Reuben celebrates his graduation from IOP (intensive outpatient treatment), a rehabilitation that counsels him on his trauma and past drug usage, with Ben and his counselor Amanda Jennings in New Lexington, Ohio, on May 25, 2021. “I’m so proud of him,” says Ben, hoping that this will be one of many steps forward for Reuben.
Reuben smokes at a gas station in Shawnee, Ohio, while Ben goes to grab another pack of cigarettes on April 4, 2021. “That was the best thing about it, I didn't have to go and ask, “hey can I get some money to go buy me some cigarettes…” When I was at the peak of my money, that's when I was at the rock bottom of my addiction, and I was so far gone that I didn't have anybody. I was happy because I had the money to make my siblings happy by buying them shit, but it was not making me happy,” says Reuben.

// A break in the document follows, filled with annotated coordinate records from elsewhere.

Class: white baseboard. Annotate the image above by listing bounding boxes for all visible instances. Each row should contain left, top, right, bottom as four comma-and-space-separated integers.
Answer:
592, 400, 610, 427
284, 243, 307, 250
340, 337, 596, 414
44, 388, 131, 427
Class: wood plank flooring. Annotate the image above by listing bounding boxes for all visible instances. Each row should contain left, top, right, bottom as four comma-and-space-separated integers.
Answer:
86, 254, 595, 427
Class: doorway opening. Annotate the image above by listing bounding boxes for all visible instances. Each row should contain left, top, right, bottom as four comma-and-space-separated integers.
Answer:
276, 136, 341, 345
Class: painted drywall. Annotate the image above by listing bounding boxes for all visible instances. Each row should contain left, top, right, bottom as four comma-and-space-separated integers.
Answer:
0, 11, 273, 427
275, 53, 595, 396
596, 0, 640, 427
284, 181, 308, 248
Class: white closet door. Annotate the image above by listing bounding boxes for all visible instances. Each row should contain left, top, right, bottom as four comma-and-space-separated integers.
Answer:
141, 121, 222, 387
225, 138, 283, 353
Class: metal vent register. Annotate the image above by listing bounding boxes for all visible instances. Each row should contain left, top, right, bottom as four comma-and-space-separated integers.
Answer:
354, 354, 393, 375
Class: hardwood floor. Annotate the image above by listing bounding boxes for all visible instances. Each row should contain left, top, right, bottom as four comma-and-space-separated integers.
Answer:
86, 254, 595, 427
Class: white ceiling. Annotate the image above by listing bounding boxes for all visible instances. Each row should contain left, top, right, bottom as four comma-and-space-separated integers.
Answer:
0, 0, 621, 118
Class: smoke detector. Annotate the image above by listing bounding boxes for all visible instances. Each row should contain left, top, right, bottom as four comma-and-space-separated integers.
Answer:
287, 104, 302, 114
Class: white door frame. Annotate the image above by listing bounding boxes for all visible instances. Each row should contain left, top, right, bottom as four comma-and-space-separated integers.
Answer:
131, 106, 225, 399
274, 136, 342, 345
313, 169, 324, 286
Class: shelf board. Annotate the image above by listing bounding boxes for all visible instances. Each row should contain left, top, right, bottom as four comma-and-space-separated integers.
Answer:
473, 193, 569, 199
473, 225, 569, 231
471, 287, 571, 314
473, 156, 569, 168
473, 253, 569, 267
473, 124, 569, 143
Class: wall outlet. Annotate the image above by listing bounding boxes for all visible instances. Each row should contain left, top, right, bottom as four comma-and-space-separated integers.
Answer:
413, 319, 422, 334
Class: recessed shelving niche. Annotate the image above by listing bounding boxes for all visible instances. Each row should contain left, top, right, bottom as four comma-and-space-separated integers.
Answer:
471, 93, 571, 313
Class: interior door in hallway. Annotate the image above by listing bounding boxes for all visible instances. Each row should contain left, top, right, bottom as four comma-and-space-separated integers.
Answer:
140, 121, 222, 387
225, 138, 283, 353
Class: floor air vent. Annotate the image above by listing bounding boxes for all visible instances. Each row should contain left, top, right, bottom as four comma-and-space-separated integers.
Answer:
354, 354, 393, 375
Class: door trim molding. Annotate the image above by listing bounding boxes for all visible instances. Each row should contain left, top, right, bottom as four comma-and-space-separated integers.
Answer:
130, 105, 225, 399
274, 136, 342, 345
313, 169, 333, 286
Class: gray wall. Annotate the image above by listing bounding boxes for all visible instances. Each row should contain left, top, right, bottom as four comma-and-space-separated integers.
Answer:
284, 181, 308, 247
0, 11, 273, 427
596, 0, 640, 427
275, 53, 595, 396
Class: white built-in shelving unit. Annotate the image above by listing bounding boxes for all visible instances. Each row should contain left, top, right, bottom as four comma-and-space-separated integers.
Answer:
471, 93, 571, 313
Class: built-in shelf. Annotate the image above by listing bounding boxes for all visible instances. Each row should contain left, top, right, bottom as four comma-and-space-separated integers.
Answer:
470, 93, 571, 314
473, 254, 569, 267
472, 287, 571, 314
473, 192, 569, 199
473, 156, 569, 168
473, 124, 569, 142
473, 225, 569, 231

Reuben takes a moment for himself after celebrating his graduation with friends and family at Burr Oak Lake in Glouster, Ohio, on May 25, 2021. “It’s really hard to be proud of myself because I don’t feel like I made myself happy… I have experienced failure so much that my brain just automatically preps me for failure, and I failed before I even try,” says Reuben.
Ben looks out to the road off of his balcony in New Straitsville, Ohio, dry heaving from stomach pain he gets from anxiety on June 21, 2021. The night before last on Father’s Day, Reuben ran off and reconnected with Daniel L. McKee, a “dangerous drug dealer,” “father figure,” and “role model,” to Reuben says Ben. Reuben was apprehended by authorities while attempting to flee a car chase with McKee, hospitalized, and relapsed. Reuben did not want to return home in fear of putting Ben in danger nor face authorities before he knew about what would become eight charges against him from that night. While on the run, Reuben wanted Ben to know, “you didn’t deserve any of this in your life.”